According to World Bank figures, the general unemployment rate in Tunisia is stagnant at 15.2 per cent, but it’s 37.6 per cent among youth and 62.3 per cent among graduates.
"The crisis, then, isn't an insignificant matter," noted the columnist Hazem Saghiya in the pan-Arab daily Al Hayat.
Commenting on the nationwide protests over the past week over the deteriorating economic situation in Tunisia, he noted that it hadn’t taken “malevolent forces or external powers” for trouble to flare up.
The protests were triggered by the death of Ridha Yahyaoui, a young man from Kasserine who, unable to secure employment in Tunisia’s floundering economy, killed himself in a public act of protest. The demonstrations that started in his home town soon spread to other cities.
Meanwhile, Tunisian president Beji Caid Essebsi and his prime minister Habib Essid have been reiterating calls for calm and cautioning that there is “no magic wand” to solve unemployment and the country’s other economic difficulties.
But these calls did little to appease the growing, frustrated crowds. On Monday, several thousand police officers staged a protest to demand more pay. They peacefully marched towards the presidential palace, where the presidential guard blocked the road.

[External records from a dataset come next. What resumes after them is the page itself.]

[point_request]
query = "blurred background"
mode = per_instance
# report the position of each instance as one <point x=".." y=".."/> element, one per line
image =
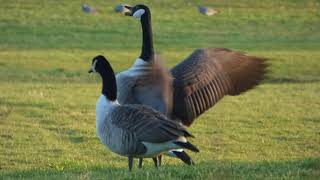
<point x="47" y="98"/>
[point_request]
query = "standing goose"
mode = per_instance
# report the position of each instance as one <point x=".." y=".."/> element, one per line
<point x="148" y="82"/>
<point x="205" y="77"/>
<point x="134" y="131"/>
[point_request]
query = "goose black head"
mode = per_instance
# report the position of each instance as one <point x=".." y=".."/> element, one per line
<point x="109" y="86"/>
<point x="138" y="11"/>
<point x="98" y="64"/>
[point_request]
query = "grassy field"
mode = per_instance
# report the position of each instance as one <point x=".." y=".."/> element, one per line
<point x="47" y="98"/>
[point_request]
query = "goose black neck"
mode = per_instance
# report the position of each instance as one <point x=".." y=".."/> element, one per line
<point x="147" y="52"/>
<point x="109" y="85"/>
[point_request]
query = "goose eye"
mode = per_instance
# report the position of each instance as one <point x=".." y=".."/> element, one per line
<point x="138" y="13"/>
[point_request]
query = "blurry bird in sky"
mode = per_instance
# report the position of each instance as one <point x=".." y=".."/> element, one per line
<point x="87" y="9"/>
<point x="206" y="10"/>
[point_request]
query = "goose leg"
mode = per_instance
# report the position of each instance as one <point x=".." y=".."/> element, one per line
<point x="156" y="161"/>
<point x="130" y="162"/>
<point x="140" y="162"/>
<point x="159" y="160"/>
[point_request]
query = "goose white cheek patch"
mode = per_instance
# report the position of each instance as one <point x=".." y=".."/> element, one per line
<point x="93" y="67"/>
<point x="138" y="13"/>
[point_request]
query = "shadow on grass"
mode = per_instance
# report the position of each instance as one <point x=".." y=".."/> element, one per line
<point x="303" y="168"/>
<point x="285" y="80"/>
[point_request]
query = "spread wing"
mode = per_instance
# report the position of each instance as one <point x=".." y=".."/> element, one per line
<point x="146" y="124"/>
<point x="207" y="75"/>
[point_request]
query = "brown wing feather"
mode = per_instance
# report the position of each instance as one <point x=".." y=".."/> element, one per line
<point x="207" y="75"/>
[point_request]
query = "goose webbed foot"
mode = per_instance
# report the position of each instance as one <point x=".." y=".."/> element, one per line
<point x="157" y="161"/>
<point x="140" y="163"/>
<point x="130" y="162"/>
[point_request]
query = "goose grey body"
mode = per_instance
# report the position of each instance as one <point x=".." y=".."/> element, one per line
<point x="136" y="130"/>
<point x="147" y="83"/>
<point x="133" y="130"/>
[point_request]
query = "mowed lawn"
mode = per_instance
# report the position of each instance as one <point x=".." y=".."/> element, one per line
<point x="47" y="98"/>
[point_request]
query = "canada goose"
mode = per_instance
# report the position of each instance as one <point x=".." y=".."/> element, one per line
<point x="148" y="82"/>
<point x="204" y="77"/>
<point x="134" y="131"/>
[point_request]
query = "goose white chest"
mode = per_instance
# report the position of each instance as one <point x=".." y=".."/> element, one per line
<point x="103" y="108"/>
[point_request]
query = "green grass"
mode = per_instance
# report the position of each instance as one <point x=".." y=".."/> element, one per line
<point x="47" y="99"/>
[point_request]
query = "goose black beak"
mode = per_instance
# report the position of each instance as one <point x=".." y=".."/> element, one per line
<point x="129" y="13"/>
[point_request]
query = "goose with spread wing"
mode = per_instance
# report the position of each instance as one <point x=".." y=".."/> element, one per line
<point x="133" y="130"/>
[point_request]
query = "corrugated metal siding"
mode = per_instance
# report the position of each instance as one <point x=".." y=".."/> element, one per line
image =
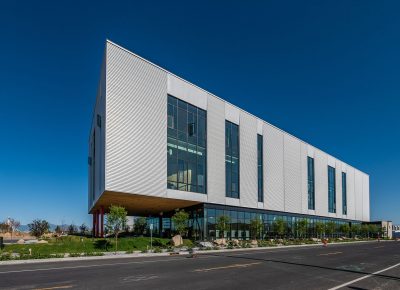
<point x="304" y="178"/>
<point x="136" y="125"/>
<point x="273" y="169"/>
<point x="248" y="161"/>
<point x="359" y="192"/>
<point x="321" y="183"/>
<point x="292" y="174"/>
<point x="351" y="193"/>
<point x="366" y="211"/>
<point x="186" y="92"/>
<point x="339" y="208"/>
<point x="216" y="150"/>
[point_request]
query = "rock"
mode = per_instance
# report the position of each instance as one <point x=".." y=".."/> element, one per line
<point x="236" y="242"/>
<point x="206" y="244"/>
<point x="177" y="240"/>
<point x="220" y="242"/>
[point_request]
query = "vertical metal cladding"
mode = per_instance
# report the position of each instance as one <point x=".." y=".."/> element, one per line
<point x="248" y="160"/>
<point x="351" y="193"/>
<point x="292" y="174"/>
<point x="215" y="150"/>
<point x="274" y="197"/>
<point x="321" y="183"/>
<point x="304" y="177"/>
<point x="358" y="194"/>
<point x="339" y="207"/>
<point x="136" y="119"/>
<point x="365" y="197"/>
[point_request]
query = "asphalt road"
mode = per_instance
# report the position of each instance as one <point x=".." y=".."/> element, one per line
<point x="358" y="266"/>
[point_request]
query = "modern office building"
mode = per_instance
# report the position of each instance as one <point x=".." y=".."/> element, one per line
<point x="158" y="143"/>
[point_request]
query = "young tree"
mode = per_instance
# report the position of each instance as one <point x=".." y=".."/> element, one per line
<point x="279" y="227"/>
<point x="355" y="229"/>
<point x="58" y="230"/>
<point x="330" y="228"/>
<point x="180" y="220"/>
<point x="38" y="227"/>
<point x="320" y="229"/>
<point x="301" y="227"/>
<point x="222" y="224"/>
<point x="83" y="229"/>
<point x="365" y="230"/>
<point x="116" y="221"/>
<point x="13" y="225"/>
<point x="72" y="229"/>
<point x="140" y="225"/>
<point x="345" y="229"/>
<point x="256" y="226"/>
<point x="4" y="228"/>
<point x="373" y="229"/>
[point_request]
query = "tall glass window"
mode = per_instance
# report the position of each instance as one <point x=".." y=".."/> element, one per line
<point x="260" y="168"/>
<point x="311" y="183"/>
<point x="232" y="159"/>
<point x="186" y="147"/>
<point x="331" y="190"/>
<point x="344" y="193"/>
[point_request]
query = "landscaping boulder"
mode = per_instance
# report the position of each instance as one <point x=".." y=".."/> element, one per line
<point x="236" y="242"/>
<point x="220" y="242"/>
<point x="206" y="244"/>
<point x="177" y="240"/>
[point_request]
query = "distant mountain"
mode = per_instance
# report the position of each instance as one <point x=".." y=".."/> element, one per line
<point x="25" y="228"/>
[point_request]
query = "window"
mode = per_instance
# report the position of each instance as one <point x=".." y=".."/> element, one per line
<point x="232" y="160"/>
<point x="331" y="190"/>
<point x="311" y="183"/>
<point x="344" y="193"/>
<point x="260" y="168"/>
<point x="186" y="147"/>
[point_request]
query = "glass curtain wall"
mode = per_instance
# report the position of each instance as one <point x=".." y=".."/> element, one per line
<point x="260" y="168"/>
<point x="331" y="190"/>
<point x="186" y="147"/>
<point x="311" y="183"/>
<point x="344" y="193"/>
<point x="232" y="160"/>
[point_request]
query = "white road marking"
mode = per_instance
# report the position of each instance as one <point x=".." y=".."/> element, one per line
<point x="227" y="267"/>
<point x="88" y="266"/>
<point x="364" y="277"/>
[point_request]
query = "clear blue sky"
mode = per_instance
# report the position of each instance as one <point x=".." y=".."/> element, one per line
<point x="326" y="71"/>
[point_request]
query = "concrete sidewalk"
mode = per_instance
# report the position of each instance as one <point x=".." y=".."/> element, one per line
<point x="110" y="255"/>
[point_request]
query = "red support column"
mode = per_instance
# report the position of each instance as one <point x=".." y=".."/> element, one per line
<point x="98" y="223"/>
<point x="94" y="225"/>
<point x="102" y="223"/>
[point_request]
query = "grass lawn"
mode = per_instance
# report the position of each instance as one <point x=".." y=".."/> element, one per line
<point x="76" y="244"/>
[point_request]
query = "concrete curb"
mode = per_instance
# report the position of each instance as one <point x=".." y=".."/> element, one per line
<point x="147" y="255"/>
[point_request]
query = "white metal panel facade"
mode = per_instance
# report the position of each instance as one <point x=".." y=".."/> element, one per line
<point x="359" y="192"/>
<point x="304" y="177"/>
<point x="248" y="160"/>
<point x="136" y="117"/>
<point x="135" y="123"/>
<point x="187" y="92"/>
<point x="351" y="193"/>
<point x="321" y="183"/>
<point x="292" y="174"/>
<point x="274" y="198"/>
<point x="215" y="150"/>
<point x="366" y="212"/>
<point x="339" y="195"/>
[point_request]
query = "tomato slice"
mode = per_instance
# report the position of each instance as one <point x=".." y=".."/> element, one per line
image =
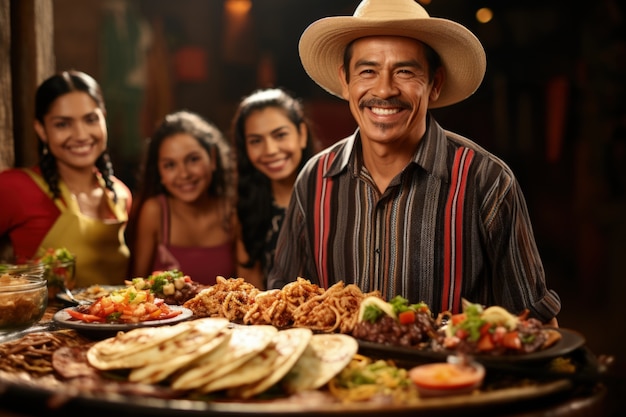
<point x="89" y="318"/>
<point x="511" y="340"/>
<point x="406" y="317"/>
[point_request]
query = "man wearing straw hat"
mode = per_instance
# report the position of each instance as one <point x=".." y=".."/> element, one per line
<point x="403" y="206"/>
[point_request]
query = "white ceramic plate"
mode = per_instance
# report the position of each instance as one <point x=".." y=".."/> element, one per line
<point x="63" y="319"/>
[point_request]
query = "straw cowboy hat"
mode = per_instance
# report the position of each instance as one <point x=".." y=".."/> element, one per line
<point x="323" y="43"/>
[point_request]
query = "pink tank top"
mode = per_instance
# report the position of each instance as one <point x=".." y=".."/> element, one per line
<point x="202" y="264"/>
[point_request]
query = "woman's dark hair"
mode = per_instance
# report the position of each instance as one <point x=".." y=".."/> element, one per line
<point x="254" y="204"/>
<point x="51" y="89"/>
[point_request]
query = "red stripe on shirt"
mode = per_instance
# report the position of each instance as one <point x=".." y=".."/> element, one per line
<point x="453" y="230"/>
<point x="322" y="211"/>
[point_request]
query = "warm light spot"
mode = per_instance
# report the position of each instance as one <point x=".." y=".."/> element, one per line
<point x="238" y="7"/>
<point x="484" y="15"/>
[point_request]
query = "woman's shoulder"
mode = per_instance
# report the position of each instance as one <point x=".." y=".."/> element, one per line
<point x="121" y="188"/>
<point x="152" y="206"/>
<point x="15" y="178"/>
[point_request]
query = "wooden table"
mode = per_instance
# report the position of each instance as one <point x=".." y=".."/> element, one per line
<point x="591" y="398"/>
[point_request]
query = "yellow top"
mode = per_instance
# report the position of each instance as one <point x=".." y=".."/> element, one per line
<point x="99" y="246"/>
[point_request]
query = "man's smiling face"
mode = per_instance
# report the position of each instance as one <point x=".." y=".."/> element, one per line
<point x="389" y="88"/>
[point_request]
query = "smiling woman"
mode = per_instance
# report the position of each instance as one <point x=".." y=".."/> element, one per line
<point x="71" y="198"/>
<point x="186" y="183"/>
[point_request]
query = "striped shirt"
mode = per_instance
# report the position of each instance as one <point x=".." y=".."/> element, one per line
<point x="452" y="225"/>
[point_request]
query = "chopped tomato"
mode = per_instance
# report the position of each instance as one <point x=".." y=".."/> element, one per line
<point x="88" y="318"/>
<point x="461" y="334"/>
<point x="511" y="340"/>
<point x="485" y="343"/>
<point x="458" y="318"/>
<point x="406" y="317"/>
<point x="484" y="329"/>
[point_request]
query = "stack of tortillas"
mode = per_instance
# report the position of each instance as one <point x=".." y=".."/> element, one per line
<point x="209" y="354"/>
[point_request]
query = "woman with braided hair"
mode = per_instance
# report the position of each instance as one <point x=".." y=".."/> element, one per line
<point x="70" y="198"/>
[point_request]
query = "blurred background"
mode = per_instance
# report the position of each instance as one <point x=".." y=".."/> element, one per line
<point x="552" y="104"/>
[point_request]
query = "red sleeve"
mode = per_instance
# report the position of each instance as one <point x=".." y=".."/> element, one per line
<point x="26" y="212"/>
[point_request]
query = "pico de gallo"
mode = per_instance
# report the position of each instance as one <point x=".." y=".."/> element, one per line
<point x="395" y="322"/>
<point x="492" y="330"/>
<point x="173" y="286"/>
<point x="126" y="305"/>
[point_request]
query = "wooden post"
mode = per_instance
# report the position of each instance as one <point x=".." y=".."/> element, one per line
<point x="32" y="60"/>
<point x="7" y="157"/>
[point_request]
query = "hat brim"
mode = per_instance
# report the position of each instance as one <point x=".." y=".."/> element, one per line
<point x="323" y="43"/>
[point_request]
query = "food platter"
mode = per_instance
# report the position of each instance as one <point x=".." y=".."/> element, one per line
<point x="63" y="319"/>
<point x="570" y="341"/>
<point x="309" y="404"/>
<point x="89" y="293"/>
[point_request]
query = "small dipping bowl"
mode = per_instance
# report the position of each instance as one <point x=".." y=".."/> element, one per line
<point x="454" y="377"/>
<point x="23" y="300"/>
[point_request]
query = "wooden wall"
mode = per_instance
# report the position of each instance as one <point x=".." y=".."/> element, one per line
<point x="26" y="58"/>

It is now five years since the onset of the Arab Spring. Tunisia is the birthplace of the movement and its revolution has been regarded as the most successful of all. But now protesters say that their new rulers are acting much like the ousted government of Zine El Abidine Ben Ali.
The writer said the new president’s response to the protests was defensive and harsh, attributing the cause of the country’s problems to chronic issues inherited from the former ruling regime and, at the same time, accusing “malevolent hands” of fuelling the protests.
Also writing for Al Hayat, Samir Al Sadawi wrote that the renewed protests had revived arguments about whether the 2011 revolution had been derailed.
He noted that it had failed to bring about much-needed change in terms of fair distribution of resources, nor had it addressed unemployment or created a more effective role for young people in the reconstruction of the country.
In addition to its war on terrorism, the political class in Tunisia has had to deal with many challenges, not least of which was the sharp divide within the ruling party, which had cost it a parliamentary majority.
“There is no doubt that the Tunisian crisis is due to bad planning,” the writer said.
He claimed that the majority of the unemployed had refused to work in menial jobs, forcing employers to rely on foreign labourers.
At the same time, while some 1,600 doctors were incapable of finding a job in Tunisia, the government had decided to open new medical universities, which would inevitably compound the plight of the jobless.
For his part, the columnist Samir Atallah wrote in the London-based daily Asharq Al Awsat that the reason for the renewed frustration was that the revolution didn't bring forth an alternative project.
When Ben Ali’s regime fell, Tunisia’s lucrative tourism industry went down with it.
“A revolution isn’t mere fires and slogans,” the writer said. “It is an immense responsibility.
“A revolution that doesn’t offer a better alternative is in fact a failed adventure. The Arab peoples must accept that they, too, are partners in responsibility and they must realise that riots and protests that bring the country to a standstill have grave repercussions.”